# Do you have what it takes to be a Programmer?

40 replies**Quote:**

Wait, shouldn't the viruses increase by 160%?

That's viruses = viruses*2.6 or viruses = viruses + viruses * 1.6

That's viruses = viruses*2.6 or viruses = viruses + viruses * 1.6

vir_n = vir_(n-1)*1.6 - 50000

**Quote:**

This means, the virus count only doubles every 4th hour, meaning the check for (!(virusCount < 10^12)) will only return true on a 4th hour, which means the answer has to be either 108 hours if you don't include the initial "0 hour" or 104 if you do.

You are working under the presumption that viral growth is a discrete process. As the viruses are introduced to a population of cells within varying degrees of mitotic development, we have to assume that growth is continuous. Therefore, before 4 hours have elapsed, the population of the virus will still have grown.

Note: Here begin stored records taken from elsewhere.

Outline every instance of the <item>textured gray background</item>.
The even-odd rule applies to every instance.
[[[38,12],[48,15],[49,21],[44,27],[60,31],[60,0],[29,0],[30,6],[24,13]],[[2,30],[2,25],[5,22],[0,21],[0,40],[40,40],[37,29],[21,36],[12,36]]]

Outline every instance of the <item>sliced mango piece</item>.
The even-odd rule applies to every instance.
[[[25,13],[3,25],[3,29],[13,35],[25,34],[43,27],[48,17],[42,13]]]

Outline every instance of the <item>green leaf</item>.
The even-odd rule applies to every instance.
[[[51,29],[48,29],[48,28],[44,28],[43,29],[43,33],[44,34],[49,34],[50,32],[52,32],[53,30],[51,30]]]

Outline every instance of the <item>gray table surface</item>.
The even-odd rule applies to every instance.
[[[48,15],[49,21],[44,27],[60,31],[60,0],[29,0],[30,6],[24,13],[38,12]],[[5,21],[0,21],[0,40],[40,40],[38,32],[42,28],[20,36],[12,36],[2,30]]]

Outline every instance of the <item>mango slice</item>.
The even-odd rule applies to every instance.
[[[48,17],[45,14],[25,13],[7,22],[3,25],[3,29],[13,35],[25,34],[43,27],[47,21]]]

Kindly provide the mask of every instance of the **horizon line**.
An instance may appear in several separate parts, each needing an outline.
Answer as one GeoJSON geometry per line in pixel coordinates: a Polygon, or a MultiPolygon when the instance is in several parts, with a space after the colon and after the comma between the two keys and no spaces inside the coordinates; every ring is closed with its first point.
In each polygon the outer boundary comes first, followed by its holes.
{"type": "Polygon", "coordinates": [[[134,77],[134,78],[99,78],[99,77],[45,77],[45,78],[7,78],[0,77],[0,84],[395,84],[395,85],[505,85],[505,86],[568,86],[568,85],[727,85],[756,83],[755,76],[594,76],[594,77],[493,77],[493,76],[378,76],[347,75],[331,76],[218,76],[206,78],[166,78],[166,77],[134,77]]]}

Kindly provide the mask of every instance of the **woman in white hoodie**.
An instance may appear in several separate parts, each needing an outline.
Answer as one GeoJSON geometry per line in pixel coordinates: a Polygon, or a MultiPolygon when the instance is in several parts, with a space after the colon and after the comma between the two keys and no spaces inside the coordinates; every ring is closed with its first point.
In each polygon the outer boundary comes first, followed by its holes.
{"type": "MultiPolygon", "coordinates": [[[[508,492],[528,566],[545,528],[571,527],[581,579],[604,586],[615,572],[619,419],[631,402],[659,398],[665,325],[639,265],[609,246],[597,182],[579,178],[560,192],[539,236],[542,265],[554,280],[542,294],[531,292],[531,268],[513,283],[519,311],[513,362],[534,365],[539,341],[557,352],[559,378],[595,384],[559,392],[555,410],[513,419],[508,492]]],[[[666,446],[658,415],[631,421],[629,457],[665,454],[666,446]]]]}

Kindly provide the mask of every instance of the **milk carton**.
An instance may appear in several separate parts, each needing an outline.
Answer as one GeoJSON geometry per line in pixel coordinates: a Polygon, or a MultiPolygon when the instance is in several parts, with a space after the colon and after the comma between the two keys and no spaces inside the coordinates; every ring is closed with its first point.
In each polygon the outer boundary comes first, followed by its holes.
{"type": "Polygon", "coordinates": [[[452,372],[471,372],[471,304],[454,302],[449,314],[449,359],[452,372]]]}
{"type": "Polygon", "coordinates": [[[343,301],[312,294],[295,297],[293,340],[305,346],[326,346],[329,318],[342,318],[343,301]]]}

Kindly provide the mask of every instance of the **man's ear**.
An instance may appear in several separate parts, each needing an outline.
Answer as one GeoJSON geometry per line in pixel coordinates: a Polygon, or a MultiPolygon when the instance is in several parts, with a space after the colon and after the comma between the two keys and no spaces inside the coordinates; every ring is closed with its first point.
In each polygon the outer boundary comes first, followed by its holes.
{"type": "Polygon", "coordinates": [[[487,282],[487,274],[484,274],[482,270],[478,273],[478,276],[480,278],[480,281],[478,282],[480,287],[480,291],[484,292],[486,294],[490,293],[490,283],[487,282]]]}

---------------------------------------------------------------

Now try to find the precise number of hours that it takes given the following criteria:

Instead of having 50,000 viruses eliminated every 4 hours, they are instead eliminated once every one hour. The rate of viral growth is still 1.6x every 4 hours. (Everything else are the same as the previous problem)

You can solve this either programatically or analytically.

edited 2×, last 10.02.10 03:25:30 am

**leegao has written:**

once every one hour.

does this mean 50,000 is removed every hour or 25% of 50,000 is removed every hour?

50,000 is removed every hour. However keep in mind of the continuous nature of the viral rate of growth.

growrate per year now is 1.6^(1/4).

btw, this is lua code.

answer: 122 hours.

check with the previous result, which was 120 hours.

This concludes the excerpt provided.